Calling it an "improbable" scenario, Aratoli warns that "Of strategic importance [is] silver holding the support area of $33.60, which – if lost – could theoretically deny all the bullish movement of 2011 and decrease to $26."
Gold Bullion priced in Euros today fell back from a rally to €34,000 per kilo as the single currency bounced from two-month lows vs. the Dollar.
The Gold Price in Sterling meantime slipped to a 3-day low of £917 per ounce as the Pound rose following the worst rise in UK inflation since Oct. 2008.
Led by travel costs, plus a record jump in the prices of cigarettes and alcohol, the Consumer Price Index rose by 4.5% per year in April, extending its rise above the Bank of England's upper tolerance – set at 3.0% per year – to 16 months running.
The Bank, however, has now kept its key lending rate unchanged at a record low of 0.5% throughout that time.
"It will be important to keep an eye on Eurozone inflation estimates this week," reckons Andrey Kryuchenkov at VTB Capital in a note to clients.
"In the meantime, we continue to swing back and forth with risk sentiment while still expecting range trading to continue from here."
With International Monetary Fund chief Dominic Strauss-Kahn in a New York awaiting trial for attempted rape, Eurozone politicians met without him on Monday to agree the €78 billion ($111bn) bail-out loan to Portugal.
"Gold fell on Monday," reports MarketWatch, "on worries that Greece might post gold as collateral" on fresh loans, 12 months after its first €110bn loan of 12 months ago.

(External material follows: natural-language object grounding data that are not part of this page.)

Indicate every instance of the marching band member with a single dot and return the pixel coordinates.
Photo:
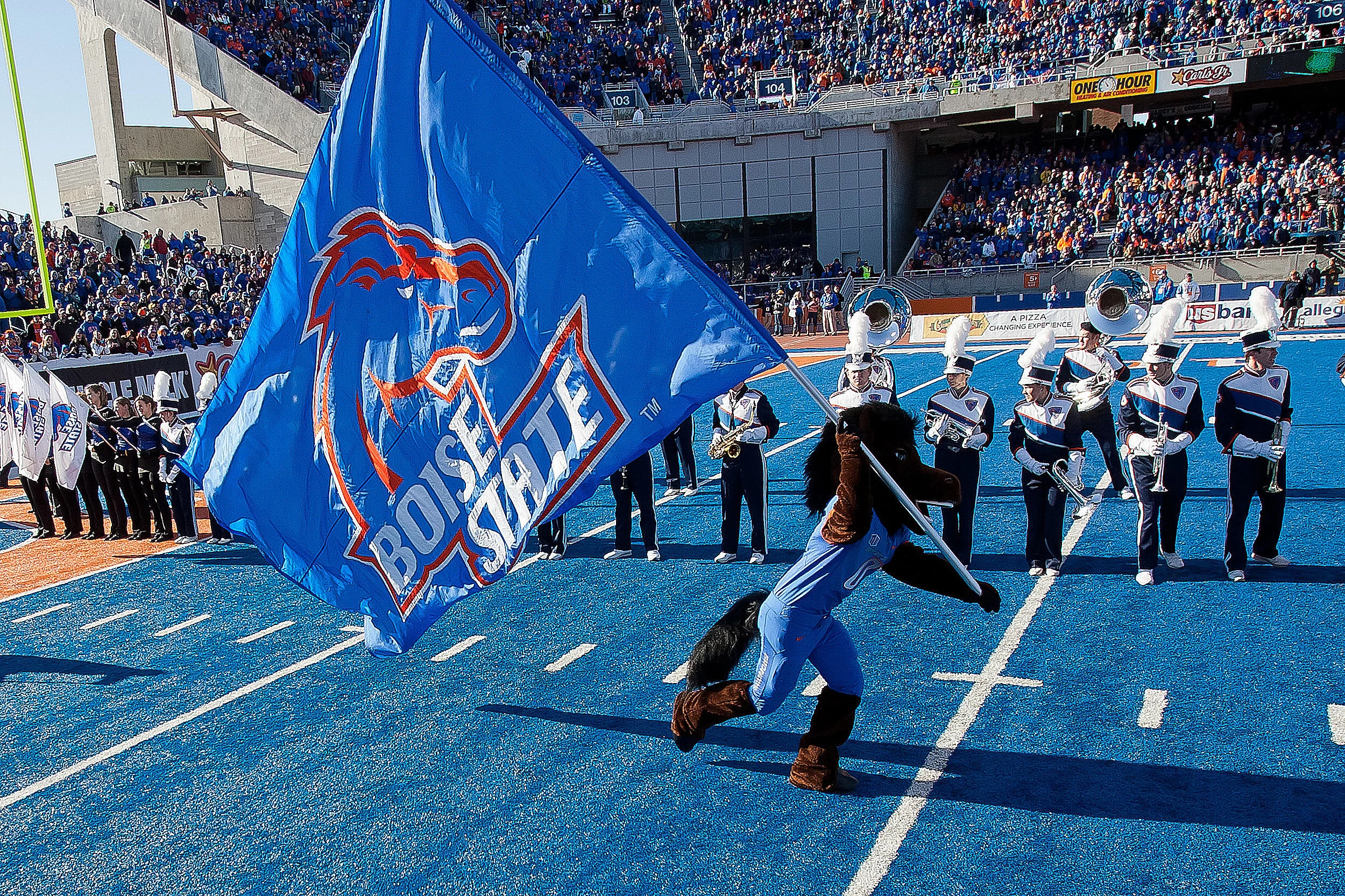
(1045, 430)
(859, 373)
(175, 435)
(1087, 368)
(972, 411)
(862, 355)
(1251, 423)
(1160, 416)
(635, 481)
(743, 416)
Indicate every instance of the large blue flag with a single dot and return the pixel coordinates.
(472, 321)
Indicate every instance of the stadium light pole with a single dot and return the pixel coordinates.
(886, 477)
(47, 304)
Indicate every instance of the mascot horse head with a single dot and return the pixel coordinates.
(891, 435)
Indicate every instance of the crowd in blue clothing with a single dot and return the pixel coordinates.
(155, 294)
(1179, 187)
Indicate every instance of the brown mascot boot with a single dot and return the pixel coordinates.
(818, 766)
(696, 711)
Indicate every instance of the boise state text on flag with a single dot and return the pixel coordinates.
(472, 321)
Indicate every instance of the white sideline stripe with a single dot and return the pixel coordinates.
(569, 658)
(1336, 720)
(999, 680)
(259, 635)
(42, 613)
(186, 623)
(1152, 714)
(676, 676)
(174, 723)
(456, 649)
(108, 619)
(884, 852)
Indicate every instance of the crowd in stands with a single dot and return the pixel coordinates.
(1179, 187)
(141, 296)
(295, 45)
(988, 42)
(574, 49)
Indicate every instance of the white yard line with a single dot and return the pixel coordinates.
(186, 623)
(108, 619)
(1152, 714)
(677, 676)
(456, 649)
(173, 723)
(259, 635)
(569, 658)
(880, 859)
(42, 613)
(1336, 722)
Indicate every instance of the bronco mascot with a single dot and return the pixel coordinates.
(862, 529)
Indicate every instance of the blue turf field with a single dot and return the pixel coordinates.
(483, 773)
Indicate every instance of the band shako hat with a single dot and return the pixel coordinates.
(955, 347)
(1266, 328)
(1036, 372)
(1160, 339)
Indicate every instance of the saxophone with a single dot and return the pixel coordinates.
(730, 446)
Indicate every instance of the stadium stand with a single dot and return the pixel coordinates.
(154, 294)
(1185, 187)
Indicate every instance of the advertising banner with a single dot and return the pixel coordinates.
(1113, 87)
(1208, 74)
(1000, 326)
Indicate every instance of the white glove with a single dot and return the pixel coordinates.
(1142, 446)
(1179, 443)
(1075, 471)
(1035, 467)
(1269, 451)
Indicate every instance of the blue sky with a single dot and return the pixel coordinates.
(55, 104)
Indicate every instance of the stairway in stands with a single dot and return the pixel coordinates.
(682, 58)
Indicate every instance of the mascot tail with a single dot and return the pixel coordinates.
(721, 649)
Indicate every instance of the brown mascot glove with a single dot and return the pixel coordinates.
(853, 511)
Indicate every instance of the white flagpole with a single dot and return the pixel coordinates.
(888, 481)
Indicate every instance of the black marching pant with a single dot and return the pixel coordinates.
(635, 479)
(68, 505)
(88, 486)
(105, 475)
(128, 481)
(1102, 424)
(681, 443)
(550, 536)
(740, 478)
(1045, 518)
(1249, 477)
(964, 463)
(182, 495)
(1158, 513)
(37, 495)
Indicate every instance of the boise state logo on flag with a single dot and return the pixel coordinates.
(431, 318)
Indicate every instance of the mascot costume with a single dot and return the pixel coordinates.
(862, 529)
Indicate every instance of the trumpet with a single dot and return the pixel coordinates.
(1276, 439)
(730, 446)
(945, 427)
(1059, 471)
(1160, 458)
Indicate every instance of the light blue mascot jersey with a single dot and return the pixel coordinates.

July 1991 saw the Reserve Bank of India pledge 67 tonnes of Gold Bullion as collateral to the International Monetary Fund, repaying the $2.2 billion emergency loan within a matter of months but continuing to hold that metal at the Bank of England in London.
In July last year, commercial banks in the Eurozone – perhaps borrowing metal from their local central banks – used 346 tonnes of Gold Bullion to raise $14 billion in cash loans from the Bank for International Settlements.
Come Nov. last year, derivatives exchange ICE Clear Europe began accepting Gold Bullion as collateral from speculative traders. US investment bank J.P.Morgan did the same for its clients in Feb. 2011.